Jefferson Center offers many programs and activities to the students, which help make the atmosphere more like a regular-ed school. The programs are available to capable students and try to prepare them for life outside of Jefferson Center. The simplest program is used to test the students and make sure they can listen to and follow instructions before they are sent to more difficult programs. These simple programs include errands around the school, such as separating lunches for specific classrooms, picking up the recycling from each classroom when needed, or helping bring multi-disability students in and out of the building in the morning or afternoon. The next level of programs is also inside the building and is run by the school's cook. Higher level students prepare food in the morning, and lower level students help clean up in the afternoon.
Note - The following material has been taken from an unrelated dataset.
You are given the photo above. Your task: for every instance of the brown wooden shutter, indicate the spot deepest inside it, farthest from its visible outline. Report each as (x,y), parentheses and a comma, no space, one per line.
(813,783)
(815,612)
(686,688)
The activities that Jefferson Center offers include annual holiday parties, field trips, basketball, cheerleading, the spirit team, and school pictures. These activities always include the presence of Regular-Ed students from are high schools and middle schools, in order to strive for inclusion. This allows the opportunity for Regular-Ed students to learn more about Special Needs, and for Special education students to feel more included in Regular-Ed activities.

==Job preparation==

These programs are focused toward what type of jobs the students are capable of after they graduate from Jefferson Center. The highest level program finds jobs for the students at places including Allied, McDonald's, Burger King, Wendy's, Sam's Club, and Krispy Kreme Doughnuts. Students who are involved in these programs tend to be more prepared for life after they graduate from Jefferson and are living on their own.